キーワード:リモートセンシング、ラジオメータ、300GHz、逆推定

大気下層の水蒸気観測は、線状降水帯など激甚災害をもたらす大気現象の予測や実況監視を行う上で有効である。地上マイクロ波(MW)放射計は、観測輝度温度から高い時間分解能で水蒸気および気温の鉛直構造を逆推定でる。気象庁では、線状降水帯を引き起こす水蒸気の流入をとらえるため、地上MW放射計の現業利用を開始している。観測周波数と水蒸気による吸収・射出の強弱の関係は、観測帯域における水蒸気に対する相対的な鉛直高度方向の感度である。すなわち、MW帯に比べて、より水蒸気の吸収・射出の効果が強いテラヘルツ(THz)帯(100GHz以上)の地上観測では、大気下層の水蒸気への感度が相対的に強い特徴がある。アメリカ標準大気をプロファイルに設定した数値実験では、300GHz帯のTHz放射計をMW放射計と併用すれば、大気下層(高度2km以下)の水蒸気推定精度が、MW放射計単独の観測に比べて、10%程度向上する結果を得ている。また、数値的な検討に加えて、300GHz帯の地上放射計の開発も進めてきた。これまでに、300GHz帯受信機の開発を進め、観測精度 1.0 Kが見込める地上放射計システムを構築した。

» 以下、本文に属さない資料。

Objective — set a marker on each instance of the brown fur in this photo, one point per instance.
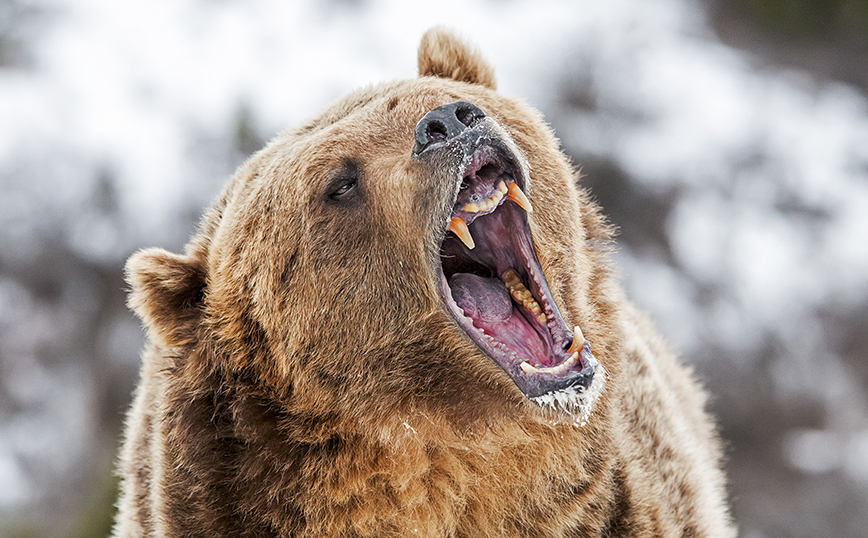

 現在、我々は、300GHz 帯観測の追加による大気下層の水蒸気推定精度の向上を示唆する数値実験の結果を実証すべく、開発した300GHz帯THz放射計を用いた観測実証を進めており、2025年2月に初の実験データを取得する計画である。観測実証は、気象研究所屋上に設置されているMW放射計(Radiometrics Model MP-3000)の側に300GHz帯THz放射計を持ち込む予定である。放射計による観測は、200m程度離れた高層気象台からJST 9:00に放球されるラジオゾンデに合わせて実施する。観測データの解析においては、MWとTHz放射計の輝度温度観測データから逆推定した水蒸気プロファイルとMW放射計単独で推定した水蒸気プロファイルをラジオゾンデの直接データと比較し、THz放射計を使いした場合の大気下層の水蒸気推定精度について評価、考察する予定である。